Le Rwanda. Ce pays que Kagame croit posséder en exclusivité. Et qui, pour forcer le monde à l’admettre, a bâti quelques mythes qui sont en train de s’écrouler sous ses yeux, au grand désespoir de ses thuriféraires. Les tous derniers développements dans la région, s’ils n’emportent pas son régime, secoueront fortement et durablement celui-ci au point de pas résister à un prochain vent démocratique bien pensé. « Ils vont revenir parachever le génocide qu’ils ont commis ici », s’écriait-il mécaniquement il y a encore quelques jours, ravi d’être relayé par des officines de relation publique en mal de trésorerie. Cette phrase magique faisait peur et recette en même temps. Sans qu’on n’analyse vraiment la tromperie contenue dans cette affirmation afandesque, on laissait l’armée de Kagame (et ses phalanges RCD-CNDP-M23) envahir, piller et tuer des Congolais selon le sacro-saint droit de poursuite… A ce jour, cela a donné plus de 300 000 morts rwandais et 4 millions de Congolais. Un vrai « triomphe » pour le généralissime récipiendaire de moult parchemins de pacotille, ses fameux doctoratshonoris causa. Et il s’est cru tout permis. Il a alors emprisonné, empoisonné, méprisé, ridiculisé, insulté, assassiné, bref, tout le contraire du phenergan que, fièrement, il administre en guise de dignité (agaciro, dit-il).

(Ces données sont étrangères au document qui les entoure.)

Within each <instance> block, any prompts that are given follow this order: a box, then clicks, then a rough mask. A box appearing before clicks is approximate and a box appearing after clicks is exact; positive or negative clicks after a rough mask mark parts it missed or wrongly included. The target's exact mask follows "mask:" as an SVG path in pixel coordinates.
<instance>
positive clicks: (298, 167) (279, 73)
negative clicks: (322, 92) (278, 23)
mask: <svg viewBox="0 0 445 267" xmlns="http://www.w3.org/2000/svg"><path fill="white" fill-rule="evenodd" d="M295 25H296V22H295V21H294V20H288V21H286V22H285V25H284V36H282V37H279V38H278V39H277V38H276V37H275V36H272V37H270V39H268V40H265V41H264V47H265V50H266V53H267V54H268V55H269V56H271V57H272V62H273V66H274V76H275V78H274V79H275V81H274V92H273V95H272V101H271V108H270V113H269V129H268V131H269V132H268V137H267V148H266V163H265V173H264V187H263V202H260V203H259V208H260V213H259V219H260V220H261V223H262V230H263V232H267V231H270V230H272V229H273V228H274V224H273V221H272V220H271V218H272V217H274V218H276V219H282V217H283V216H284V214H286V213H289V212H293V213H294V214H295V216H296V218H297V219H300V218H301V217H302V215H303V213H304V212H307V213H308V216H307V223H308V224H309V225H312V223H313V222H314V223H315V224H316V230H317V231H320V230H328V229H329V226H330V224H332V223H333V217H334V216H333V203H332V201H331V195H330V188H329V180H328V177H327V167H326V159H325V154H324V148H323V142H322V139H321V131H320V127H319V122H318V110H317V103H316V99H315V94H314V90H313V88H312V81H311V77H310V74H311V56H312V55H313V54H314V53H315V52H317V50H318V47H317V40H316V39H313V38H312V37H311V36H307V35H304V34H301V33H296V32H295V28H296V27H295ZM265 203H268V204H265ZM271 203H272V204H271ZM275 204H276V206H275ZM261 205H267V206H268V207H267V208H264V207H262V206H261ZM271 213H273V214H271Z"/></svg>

Et puis vinrent les paroles présidentielles de Jakaya Kikwete. Quatrième (et dernier ?) séisme politique de l’ère Kagame après les instructions des juges Jean Louis Bruguière et Fernando Mierelles, le retour de l’opposante Victoire Ingabire et le Mapping report. A chacune de ces étapes, le roi était effectivement dénudé par la révélation de ses méthodes criminelles et antidémocratiques. Et si l’homme a pu s’en tirer relativement à bon compte, c’est moins grâce à son bilan économique somme toute techniqué tel un véritable window dressing, mais plutôt à la sensibilité bienveillante de certains bailleurs de fonds face aux pleurs déguisés des afande. En invitant au dialogue ces derniers, le président tanzanien a révélé que plus personne n’y croit désormais. On ne peut pas concevoir sa diplomatie sur une culpabilisation éternelle de ses partenaires ; c’est cela la terrible faillite de la pensée Kagame. Comment, par ailleurs, en arriver à culpabiliser un enfant pour un crime qu’il n’a pas commis alors que dans son propre gouvernement des personnalités au passé problématique paradent à longueur de meetings ? Comment faire passer toute une ethnie (hier encore inexistante dans la sémantique idéologique d’Afandie) pour des criminels juste bons pour le pénitencier ?
Dans tout ce qu’il a politiquement et militairement entrepris, le général Kagame a toujours singé divers dictateurs, plus particulièrement son mentor ougandais. Ayant épuisé le registre Museveni, il ne sait malheureusement plus quoi inventer (à part un troisième mandat synonyme de présidence à vie) et Dieu sait quelle mouche est en train de le piquer pour qu’il se croit le droit de nous singer un Yom Kippour façon afande. Le grand pardon. Celui des autres bien sûr, jamais le sien. Et si les Belges l’ont fait, pourquoi pas les Hutu ? La faillite, écrivais-je. De tout un système, à commencer par le juridique. Même les rescapés d’Ibuka (une fois n’est pas coutume) s’opposent publiquement à ce non sens. Un fou, disait Cristian Bobin dans « Une petite robe de fête », c’est un homme sain d’esprit qui n’a plus les moyens de sa folie, qui perd les eaux de sa folie, d’un seul coup. Il fait faillite.